A leading news media association is accusing AI technology firms of using news content to train their chatbots without permission.

The News Media Alliance, which represents almost 2,000 media outlets in the U.S., released a study on Tuesday that showed that creators of generative artificial intelligence systems, such as OpenAI and Google, “have copied and utilized news, magazine, and digital media content to train” their chatbots. The study also showed that AI firms have taught their chatbots to trust more the information from those reputable publishers than the content from other places on the web.
“The research and analysis we’ve done reveals that AI firms and developers are not only copying our members’ content without authorization to train their products, but they are also using it extensively and more than other sources,” said Danielle Coffey, chief executive of the News Media Alliance, in a statement.
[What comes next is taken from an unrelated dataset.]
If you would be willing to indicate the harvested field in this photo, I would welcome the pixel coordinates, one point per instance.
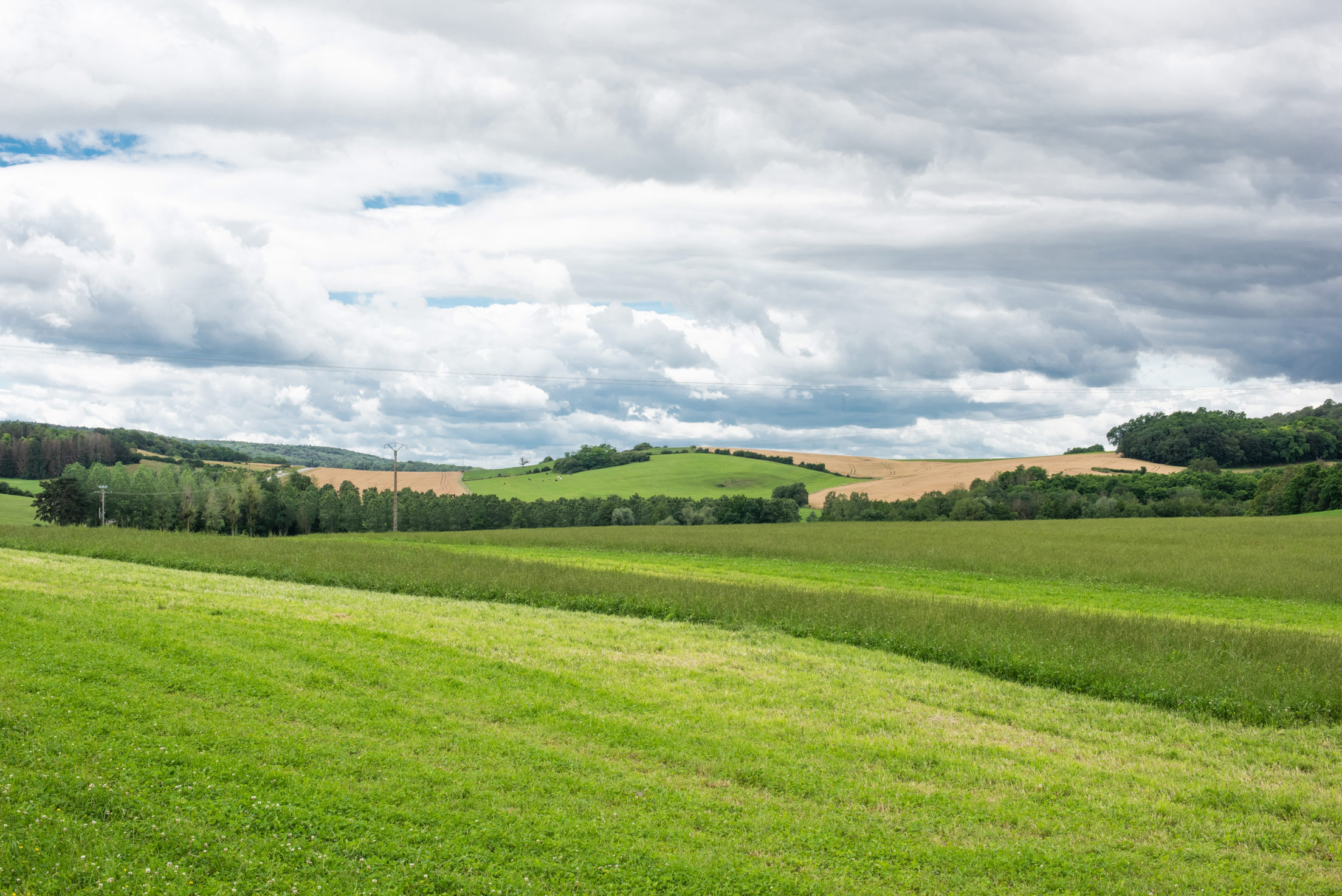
(444, 483)
(900, 479)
“This shows they acknowledge our distinct value, but most of these developers are not getting proper permissions through licensing deals or paying publishers for the use of this content,” Coffey added. “This reduction of high-quality, human made content hurts not only publishers but also the durability of AI models themselves and the availability of reliable, trustworthy information.”
Learned Facts
In the published white paper, the association also dismissed arguments that AI chatbots have just “learned” facts by reading various sets of data, like a human being would. The association said, “it is incorrect” to make such a claim “because models keep the expressions of facts that are in works in their copied training materials (and which copyright protects) without ever grasping any underlying concepts.”
Publishers, many of whom have been in a kind of Cold War with A.I. firms, have begun in recent months taking preventive measures to defend their content. In August, a Reliable Sources review found that a dozen major media firms have added code to their websites to protect their content from AI bots that scrape the web for information. And many more have done it since. But those preventive measures only shield news organizations from future scraping. The action would do nothing to deal with the previous scraping of their reporting, which the News Media Alliance — and others — claims to have been used to train AI chatbots.
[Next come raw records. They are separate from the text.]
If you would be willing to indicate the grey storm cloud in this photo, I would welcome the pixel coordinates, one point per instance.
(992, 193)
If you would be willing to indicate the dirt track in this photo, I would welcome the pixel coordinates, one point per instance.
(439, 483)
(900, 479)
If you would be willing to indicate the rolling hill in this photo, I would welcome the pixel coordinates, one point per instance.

To fix that problem, the News Media Alliance suggested recommendations for news publishers to protect them from disappearing in this new world. The recommendations include policymakers acknowledging that the unauthorized use of copyrighted material to train AI bots “is infringing” and that publishers should be able to “license the use of their content effectively and on fair terms.”
“Our culture, our economy, and our democracy need a solution that allows the news and media industry to grow and thrive, and both to share in the profit from and participate in the development of the GAI revolution that is being built on the fruits of its labor,” the News Media Alliance said.